You can customize your user creation logic to include a randomly generated password that complies with the default password policy. This functionality is included in the default crypto script, bin/defaults/script/crypto.js, but is not invoked by default. For an example of how this functionality might be used, refer to the openidm/bin/defaults/script/onCreateUser.js script. The following section of that file (commented out by default) means that users created through the admin UI, or directly over the REST interface, will have a randomly generated password added to their entry:

if (!object.password) {

    // generate random password that aligns with policy requirements
    object.password = require("crypto").generateRandomString([
        { "rule": "UPPERCASE", "minimum": 1 },
        { "rule": "LOWERCASE", "minimum": 1 },
        { "rule": "INTEGERS", "minimum": 1 },
        { "rule": "SPECIAL", "minimum": 1 }
    ], 16);

}
The changes made to scripts take effect after the time set in the recompile.minimumInterval, described in Script configuration.

The generated password can be encrypted or hashed, in accordance with the managed user schema, defined in conf/managed.json . For more information, refer to Encoding Attribute Values. Synchronizing hashed passwords is not supported.

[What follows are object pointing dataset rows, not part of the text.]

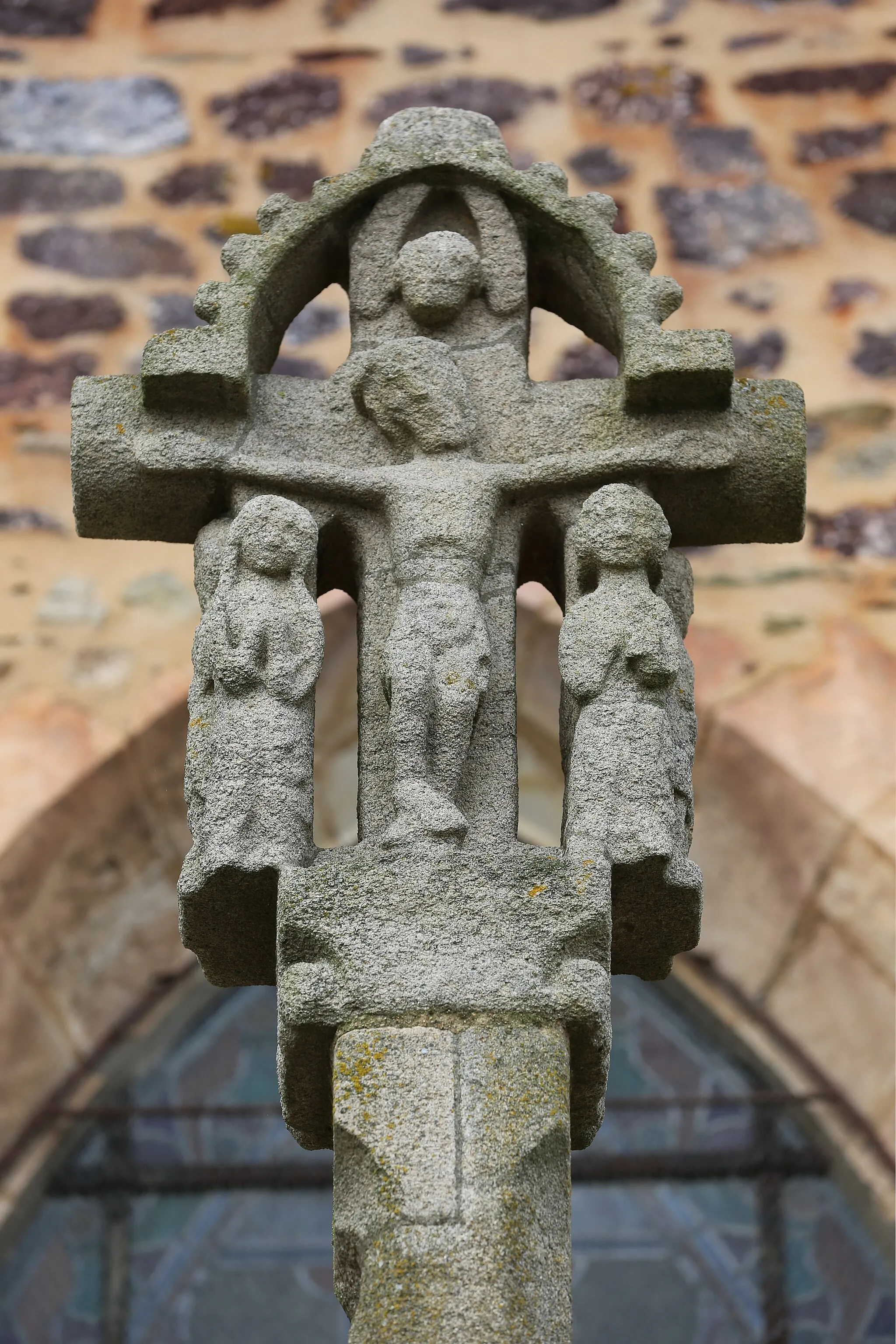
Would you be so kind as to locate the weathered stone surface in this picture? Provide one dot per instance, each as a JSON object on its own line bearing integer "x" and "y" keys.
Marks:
{"x": 126, "y": 116}
{"x": 34, "y": 190}
{"x": 856, "y": 531}
{"x": 865, "y": 78}
{"x": 640, "y": 93}
{"x": 29, "y": 382}
{"x": 819, "y": 147}
{"x": 872, "y": 200}
{"x": 45, "y": 18}
{"x": 53, "y": 316}
{"x": 722, "y": 226}
{"x": 174, "y": 310}
{"x": 876, "y": 354}
{"x": 281, "y": 103}
{"x": 598, "y": 164}
{"x": 107, "y": 253}
{"x": 762, "y": 355}
{"x": 586, "y": 360}
{"x": 501, "y": 100}
{"x": 472, "y": 1221}
{"x": 290, "y": 176}
{"x": 718, "y": 148}
{"x": 194, "y": 183}
{"x": 535, "y": 8}
{"x": 180, "y": 8}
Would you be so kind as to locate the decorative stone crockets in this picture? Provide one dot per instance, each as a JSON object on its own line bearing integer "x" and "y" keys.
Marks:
{"x": 444, "y": 988}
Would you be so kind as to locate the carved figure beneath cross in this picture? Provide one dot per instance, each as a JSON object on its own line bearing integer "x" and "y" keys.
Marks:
{"x": 429, "y": 968}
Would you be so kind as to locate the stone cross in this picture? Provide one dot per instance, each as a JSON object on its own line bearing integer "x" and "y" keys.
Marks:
{"x": 444, "y": 988}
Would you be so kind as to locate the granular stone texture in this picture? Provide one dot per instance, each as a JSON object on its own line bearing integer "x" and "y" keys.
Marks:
{"x": 179, "y": 8}
{"x": 290, "y": 176}
{"x": 127, "y": 116}
{"x": 640, "y": 93}
{"x": 194, "y": 183}
{"x": 535, "y": 8}
{"x": 817, "y": 147}
{"x": 722, "y": 226}
{"x": 501, "y": 100}
{"x": 856, "y": 531}
{"x": 35, "y": 190}
{"x": 29, "y": 382}
{"x": 876, "y": 354}
{"x": 107, "y": 253}
{"x": 283, "y": 103}
{"x": 872, "y": 200}
{"x": 53, "y": 316}
{"x": 172, "y": 310}
{"x": 45, "y": 18}
{"x": 718, "y": 148}
{"x": 598, "y": 166}
{"x": 864, "y": 78}
{"x": 585, "y": 360}
{"x": 760, "y": 357}
{"x": 451, "y": 1190}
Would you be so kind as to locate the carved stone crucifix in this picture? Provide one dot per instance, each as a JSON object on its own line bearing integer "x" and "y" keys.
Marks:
{"x": 444, "y": 988}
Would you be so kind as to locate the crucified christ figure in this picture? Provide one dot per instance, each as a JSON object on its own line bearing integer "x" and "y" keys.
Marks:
{"x": 441, "y": 506}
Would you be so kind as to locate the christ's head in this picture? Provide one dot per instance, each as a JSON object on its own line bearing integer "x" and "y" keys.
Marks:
{"x": 417, "y": 396}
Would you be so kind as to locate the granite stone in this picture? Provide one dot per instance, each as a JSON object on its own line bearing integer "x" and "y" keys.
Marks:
{"x": 132, "y": 115}
{"x": 442, "y": 987}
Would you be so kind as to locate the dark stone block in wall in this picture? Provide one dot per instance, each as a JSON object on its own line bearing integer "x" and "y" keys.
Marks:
{"x": 107, "y": 253}
{"x": 876, "y": 354}
{"x": 817, "y": 147}
{"x": 867, "y": 78}
{"x": 722, "y": 226}
{"x": 174, "y": 310}
{"x": 179, "y": 8}
{"x": 718, "y": 148}
{"x": 856, "y": 531}
{"x": 283, "y": 103}
{"x": 290, "y": 176}
{"x": 33, "y": 190}
{"x": 598, "y": 166}
{"x": 585, "y": 360}
{"x": 52, "y": 316}
{"x": 299, "y": 368}
{"x": 27, "y": 382}
{"x": 872, "y": 201}
{"x": 132, "y": 115}
{"x": 413, "y": 54}
{"x": 546, "y": 10}
{"x": 45, "y": 18}
{"x": 501, "y": 100}
{"x": 194, "y": 183}
{"x": 640, "y": 93}
{"x": 760, "y": 357}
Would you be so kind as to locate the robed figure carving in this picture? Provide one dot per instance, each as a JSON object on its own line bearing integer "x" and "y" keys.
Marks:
{"x": 629, "y": 792}
{"x": 257, "y": 656}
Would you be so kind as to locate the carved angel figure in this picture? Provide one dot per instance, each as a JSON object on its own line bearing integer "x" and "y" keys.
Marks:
{"x": 629, "y": 792}
{"x": 257, "y": 656}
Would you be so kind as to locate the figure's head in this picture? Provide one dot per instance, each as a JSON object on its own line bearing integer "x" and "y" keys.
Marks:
{"x": 621, "y": 527}
{"x": 274, "y": 536}
{"x": 437, "y": 275}
{"x": 414, "y": 392}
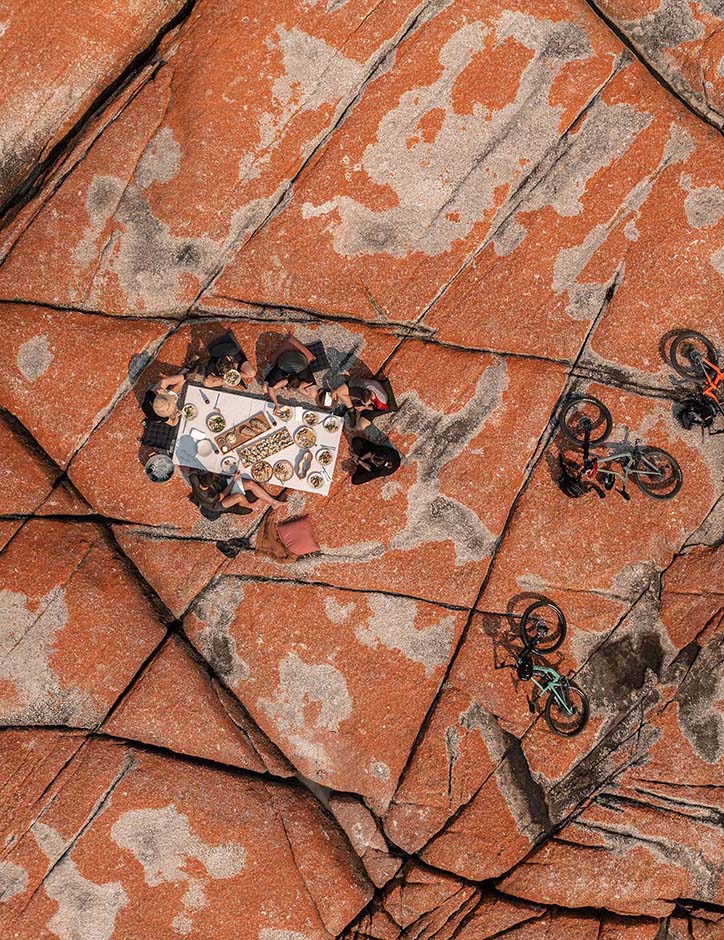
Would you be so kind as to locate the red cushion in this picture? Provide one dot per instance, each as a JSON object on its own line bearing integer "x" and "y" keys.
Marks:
{"x": 297, "y": 536}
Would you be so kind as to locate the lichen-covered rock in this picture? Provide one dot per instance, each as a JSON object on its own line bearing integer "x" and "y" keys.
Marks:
{"x": 57, "y": 59}
{"x": 76, "y": 625}
{"x": 682, "y": 42}
{"x": 316, "y": 686}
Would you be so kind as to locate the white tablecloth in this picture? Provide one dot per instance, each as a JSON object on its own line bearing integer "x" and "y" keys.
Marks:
{"x": 237, "y": 407}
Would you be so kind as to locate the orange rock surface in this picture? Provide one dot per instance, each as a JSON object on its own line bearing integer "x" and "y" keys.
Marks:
{"x": 494, "y": 205}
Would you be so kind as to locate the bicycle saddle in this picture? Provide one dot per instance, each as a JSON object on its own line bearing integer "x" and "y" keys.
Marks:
{"x": 525, "y": 668}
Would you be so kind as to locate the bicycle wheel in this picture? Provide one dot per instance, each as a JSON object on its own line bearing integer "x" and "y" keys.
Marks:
{"x": 686, "y": 349}
{"x": 543, "y": 627}
{"x": 567, "y": 721}
{"x": 662, "y": 483}
{"x": 579, "y": 413}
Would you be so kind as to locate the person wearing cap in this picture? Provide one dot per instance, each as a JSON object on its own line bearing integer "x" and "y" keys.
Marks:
{"x": 364, "y": 397}
{"x": 166, "y": 394}
{"x": 372, "y": 460}
{"x": 291, "y": 370}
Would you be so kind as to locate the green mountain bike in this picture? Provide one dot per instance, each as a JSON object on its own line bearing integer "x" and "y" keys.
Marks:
{"x": 543, "y": 629}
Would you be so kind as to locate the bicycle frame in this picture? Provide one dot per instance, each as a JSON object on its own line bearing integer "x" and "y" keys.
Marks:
{"x": 627, "y": 460}
{"x": 714, "y": 378}
{"x": 554, "y": 685}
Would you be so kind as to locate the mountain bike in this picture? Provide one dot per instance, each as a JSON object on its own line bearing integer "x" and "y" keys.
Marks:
{"x": 586, "y": 423}
{"x": 543, "y": 629}
{"x": 694, "y": 356}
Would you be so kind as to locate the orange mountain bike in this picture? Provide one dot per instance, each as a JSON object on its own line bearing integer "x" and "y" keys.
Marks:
{"x": 694, "y": 356}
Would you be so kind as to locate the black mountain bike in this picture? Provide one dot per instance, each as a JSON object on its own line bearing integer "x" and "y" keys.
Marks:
{"x": 586, "y": 423}
{"x": 543, "y": 629}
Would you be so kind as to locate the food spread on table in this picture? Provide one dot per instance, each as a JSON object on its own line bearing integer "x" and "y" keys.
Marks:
{"x": 265, "y": 447}
{"x": 261, "y": 471}
{"x": 215, "y": 422}
{"x": 243, "y": 432}
{"x": 252, "y": 443}
{"x": 305, "y": 437}
{"x": 283, "y": 470}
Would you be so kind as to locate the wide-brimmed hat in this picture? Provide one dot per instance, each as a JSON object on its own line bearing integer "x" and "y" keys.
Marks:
{"x": 164, "y": 404}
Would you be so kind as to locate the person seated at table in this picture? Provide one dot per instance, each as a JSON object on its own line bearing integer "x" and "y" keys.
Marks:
{"x": 209, "y": 491}
{"x": 372, "y": 460}
{"x": 291, "y": 370}
{"x": 226, "y": 355}
{"x": 166, "y": 394}
{"x": 365, "y": 398}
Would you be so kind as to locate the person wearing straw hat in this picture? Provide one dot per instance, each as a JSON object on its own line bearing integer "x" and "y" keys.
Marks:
{"x": 166, "y": 394}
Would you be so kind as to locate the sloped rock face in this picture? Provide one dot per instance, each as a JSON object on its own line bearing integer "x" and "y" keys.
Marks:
{"x": 682, "y": 42}
{"x": 496, "y": 205}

You can use this random string generation in a number of situations. Any script handler that is implemented in JavaScript can call the generateRandomString function.

password property

To use a property other than the default password property to store passwords, you must change the following files:

policy.json

If you want to enforce password validation rules on a different property, change the password property in this file.

managed.json

Modify the password object in this file, which also includes password complexity policies.

sync.json

If you change the password property, make sure that you limit the change to the appropriate system, designated as source or target.

selfservice-reset.json

If you are setting up self-service password reset, as described in Password reset, change the value of identityPasswordField from password to the desired new property.

Every UI file that includes password as a property name

Whenever there’s a way for a user to enter a password, the associated HTML page will include a password entry. For example, the LoginTemplate.html file includes the password property. A full list of default files with the password property include:

  • _passwordFields.html

  • _resetPassword.html

  • ConfirmPasswordDialogTemplate.html

  • EditPasswordPageView.html

  • LoginTemplate.html

  • MandatoryPasswordChangeDialogTemplate.html

  • resetStage-initial.html

  • UserPasswordTab.html

This list does not include any created custom UI files.

Email rate limiting

No rate limiting is applied to password reset emails, or any emails sent by the IDM server. This means that an attacker can potentially spam a known user account with an infinite number of emails, filling that user’s inbox. In the case of password reset, the spam attack can obscure an actual password reset attempt.

In a production environment, you must configure email rate limiting through the network infrastructure in which IDM runs. Configure the network infrastructure to detect and prevent frequent repeated requests to publicly accessible web pages, such as the password reset page. You can also handle rate limiting within your email server.